[Chimera-users] Chimera vs Amber, which one digresses from the average pdb rules?

Francesco Pietra chiendarret at yahoo.com
Mon Nov 26 00:08:16 PST 2007

Thanks. Please see below.

--- Eric Pettersen <pett at cgl.ucsf.edu> wrote:

> On Nov 23, 2007, at 12:56 PM, Francesco Pietra wrote:
> > Here I really don't understand. With your "including recent  
> > changes" above, I
> > understand that you follow 3.0 or 3.1 PDB format. Unless you add  
> > that 3.0 and
> > 3.1 formats are exercises not to follow (the official pdb booklet I  
> > have, is V.
> > 2.3, added of V. 3.0 and V 3.1).

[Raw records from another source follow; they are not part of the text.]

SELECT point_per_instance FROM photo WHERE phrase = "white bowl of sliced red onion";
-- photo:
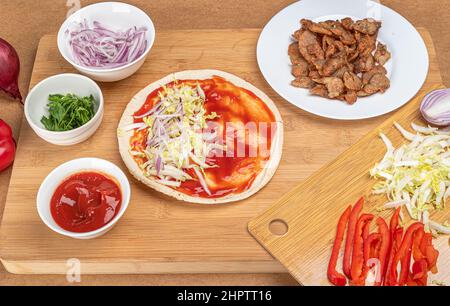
(107, 41)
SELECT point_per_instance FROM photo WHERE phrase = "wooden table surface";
(24, 34)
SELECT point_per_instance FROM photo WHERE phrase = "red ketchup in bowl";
(85, 202)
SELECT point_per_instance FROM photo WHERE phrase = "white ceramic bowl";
(57, 176)
(115, 15)
(37, 100)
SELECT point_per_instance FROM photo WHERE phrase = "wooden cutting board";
(299, 229)
(158, 234)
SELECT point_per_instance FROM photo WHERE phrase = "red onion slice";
(102, 47)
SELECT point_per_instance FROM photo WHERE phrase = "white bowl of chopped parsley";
(65, 109)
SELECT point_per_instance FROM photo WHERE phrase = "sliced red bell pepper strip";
(404, 255)
(335, 277)
(431, 254)
(394, 232)
(384, 249)
(370, 245)
(395, 245)
(357, 273)
(393, 225)
(351, 235)
(417, 253)
(420, 272)
(419, 269)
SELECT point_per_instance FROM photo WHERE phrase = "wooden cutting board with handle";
(158, 234)
(299, 229)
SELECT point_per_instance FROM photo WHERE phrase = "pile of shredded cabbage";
(417, 174)
(176, 137)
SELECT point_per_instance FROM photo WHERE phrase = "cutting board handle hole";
(278, 227)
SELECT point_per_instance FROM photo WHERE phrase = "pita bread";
(138, 100)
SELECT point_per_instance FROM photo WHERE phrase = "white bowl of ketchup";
(83, 198)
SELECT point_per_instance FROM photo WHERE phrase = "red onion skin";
(9, 70)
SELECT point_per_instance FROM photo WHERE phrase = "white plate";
(407, 68)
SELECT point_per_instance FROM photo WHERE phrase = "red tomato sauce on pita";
(233, 104)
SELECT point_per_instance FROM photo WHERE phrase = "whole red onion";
(9, 70)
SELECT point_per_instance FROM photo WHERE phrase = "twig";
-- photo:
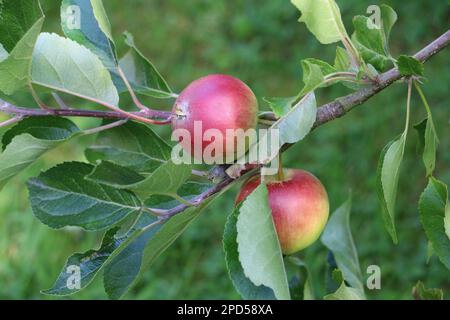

If you follow 3.0, modification of  
> > Amber's
> > file
> As Elaine mentioned, v2.3 PDB files would place 'H' in column 14, so  
> a 4-letter hydrogen name would be something like 1HD1, whereas in  
> v3.0 they decided to just have the H start the name, producing names  
> like HD11.  The fact that Chimera still produces v2.3 hydrogen names  
> is wrong, and I have added your name to the bug-database entry for  
> producing 3.0 names, but nonetheless the PDB changeover to 3.0 only  
> happened a few months back, so most programs should be able to handle  
> both forms.

I succeed in letting LEaP (Amber9) reading pdb files written by Chimera. Which
may still be in the economy in view of "delete overlapping residues"
possibility in Chimera.

> > Finally, everything in the "classic" are is in view of MD. Even  
> > DOCK is
> > recommended as a preliminary to MD (by both Scott Brozell and D case).
> > Therefore, it is a pity - to say politely - having to spend so much  
> > effort in
> > rectifying files from pre-programs. Unless Chimera is bound to some  
> > other MD
> > suite than Amber, to which MD suite Chimera's files flow in without  
> > barriers.
> Chimera isn't "bound" to any MD suite in particular.  It simply tries  
> to produce standard PDB files.  The only software we've made a  
> conscious attempt to coordinate with is DOCK.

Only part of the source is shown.